Director: Yimou Zhang
Starring: Matt Damon, Tian Jang, Willem Dafoe, Andy Lau, Pedro Pascal, Hanyu Zhang, Lu Han, Kenny Lin
Witten by: Carlo Bernard, Doug Miro, Tony Gilroy, (story) Max Brooks, Edward Zwick and Marshall Herskowitz
Running Time: 103 mins
Release date: 17th February 2017
When acclaimed director Yimou Zhang is behind the camera, there is cause for celebration. With a string of hit imaginative and beautifully films behind him like Hero, House of Flying Daggers and Curse of the Golden Flower to his credits, you know that the film is going to be stunning to look at as well as mystical and majestic. So what has gone wrong with his first English language film? A bizarre tale that is linked with the legend of the Great Wall of China. The look is still there. The story isn’t.
A mercenary, William, and his companion, Tovar, are heading to China, hoping to trade for black powder when they come under attack. Killing whatever the attacker was, they are soon captured by an elite army that defends the Great Wall of China. Convincing them that they killed a creature, the wall soon becomes apparent when it is the battleground between the army and a horde of monster, trying to break through to get to the major cities. William, an expert archer, joins the army while his friend has other ideas.
This film is odd. A massive production (the biggest filmed in China) does have Zhang’s visual flair. There is no denying that the costumes are stunning and the production values are very high. Yet what doesn’t quite work is the casting and the creatures. The action sequences and set pieces also seem fairly pedestrian when you compare the imagination that he uses in his films, particularly the bamboo field fight in House of Flying Daggers, one scene that is not only glorious to look at but is brimming with ideas.
Here we have thousands of computer generated creatures storming the wall in scenes reminiscent of The Lord of the Rings and World War Z, except strangely they aren’t as impressive as those films.

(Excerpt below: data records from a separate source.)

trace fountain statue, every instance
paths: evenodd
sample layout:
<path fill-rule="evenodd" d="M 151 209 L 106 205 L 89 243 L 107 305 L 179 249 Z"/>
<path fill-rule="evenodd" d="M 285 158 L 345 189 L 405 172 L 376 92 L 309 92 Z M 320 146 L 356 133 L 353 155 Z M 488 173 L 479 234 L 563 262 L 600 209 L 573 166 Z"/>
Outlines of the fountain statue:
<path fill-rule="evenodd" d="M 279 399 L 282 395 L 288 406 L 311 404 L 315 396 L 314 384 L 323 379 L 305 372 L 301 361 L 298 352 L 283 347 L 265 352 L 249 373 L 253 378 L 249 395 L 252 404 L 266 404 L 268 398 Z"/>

Maybe it’s a case of less is more. The creatures, like savage dogs with enormous jaws, are being commanded by a queen that appears to have a passing resemblance to the queen in the Alien films.
The incidental plotline, in which William’s companion wants to steal the black powder hidden in the vaults of the wall, seems forced and unexciting. Which is the film’s main problem? With all the stunts, arrows flying and swordplay, this lacks any real adrenaline moments. There is very little tension and it never rises to a mild interest. Thankfully, the film is short and doesn’t drag on but it needed to have an injection of tense thrills.
The other problem is casting Matt Damon as the lead. Damon is a likeable lead but here he seems misplaced. Playing the mercenary, his accent is all over the place and you can never really put your finger on where he is supposed to come from. There are moments when you look at Damon and you serious wonder if he is enjoying himself. Willem Dafoe pops up as a prisoner of the wall, who does his best Gollum impression and his level of performance is what is needed to keep the attention.
If the film had been more bonkers and didn’t take itself quite as seriously, then there could be miles of fun. Instead, The Great Wall has a lovely look to it but that’s about it. Perfectly serviceable, throwaway entertainment but it won’t stay in the mind longer than a journey home and the sad thing is the waste of an extremely impressive director.